We are often asked about hives and pregnancy and if hives during pregnancy is a common condition. Pregnant women certainly can get hives, for all of the same reasons people can get hives when they are not pregnant. Many women actually find that their skin improves during pregnancy, however, and that they are less like to experience hives while pregnant even if they sometimes experienced hives prior to their pregnancy. Unfortunately, that is not the case for all women.
While many women find that their skin improves in health and appearance during pregnancy, hormonal changes that occur during pregnancy as well as increased blood volume can lead to the production of increased histamines(1), chemicals in the body that can cause hives. Pregnancy-related weight gain may also lead to increased sweating, which can sometimes trigger hives. Some people develop hives as a result of pressure on the skin and pregnancy-related weight gain can increase the amount of pressure from things like sitting in one position for a while. Of course, pregnancy can be a stressful time for moms-to-be and stress can also trigger hives.
In most cases, though, hives that occur during pregnancy are not actually caused by the pregnancy but by something else, such as an allergic reaction to food, medication or something in the environment. Hives might also occur due to an infection, virus or parasite of some kind.
Hives are usually not a symptom of anything serious or dangerous for either mother or baby, although they can be very uncomfortable. Just to be safe, though, if you are experiencing hives and pregnancy, you need to see your health care provider for a diagnosis and treatment recommendations. Besides, even if your condition is not harmful, hives are uncomfortable and pregnancy carries enough discomforts already. You don’t need to deal with hives at the same time.
Antihistamines are often used to treat hives but there is some disagreement among medical professionals about whether or not antihistamines are safe for use during pregnancy or while breastfeeding. Talk with your doctor or midwife about the risks and benefits of using antihistamines while pregnant and about other options for treating your hives, including natural remedies. Don’t take any over-the-counter medications without first consulting your doctor or midwife.
Rarely, hives are accompanied by swelling in the throat, which can be harmful or even life-threatening. If you have hives and also have trouble breathing or swallowing, have someone drive you to the nearest emergency room or call 911 right away.

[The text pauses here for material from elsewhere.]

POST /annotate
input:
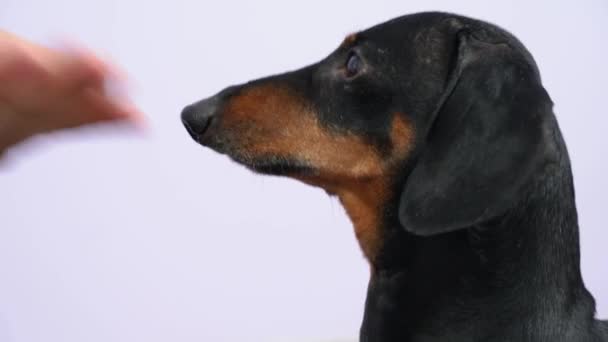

There are some simple things you can do at home while you’re waiting to get in to see your health care provider or if you and your health care provider decide not to try medications to treat your hives. Try to avoid things that trigger your hives as much as you can, whether it’s certain foods, wool clothing, pet dander, certain soaps, too much exposure to sunlight or extremes in temperatures. Reducing your stress might help, if you’re able to do that. Things like gentle exercise, yoga, meditation or simply taking time out to relax all help with managing stress.
You might find applying cool wet compresses to the area affected by hives provides some relief. Taking a cool bath with oatmeal (look for colloidal oatmeal at any drugstore, which is finely ground oatmeal that won’t clog up your bathtub drain) or baking soda added to the water can also relieve itching temporarily. If the itching is keeping you awake at night or causing you to scratch so much it breaks your skin, talk to your health care provider about other ways to manage the itching.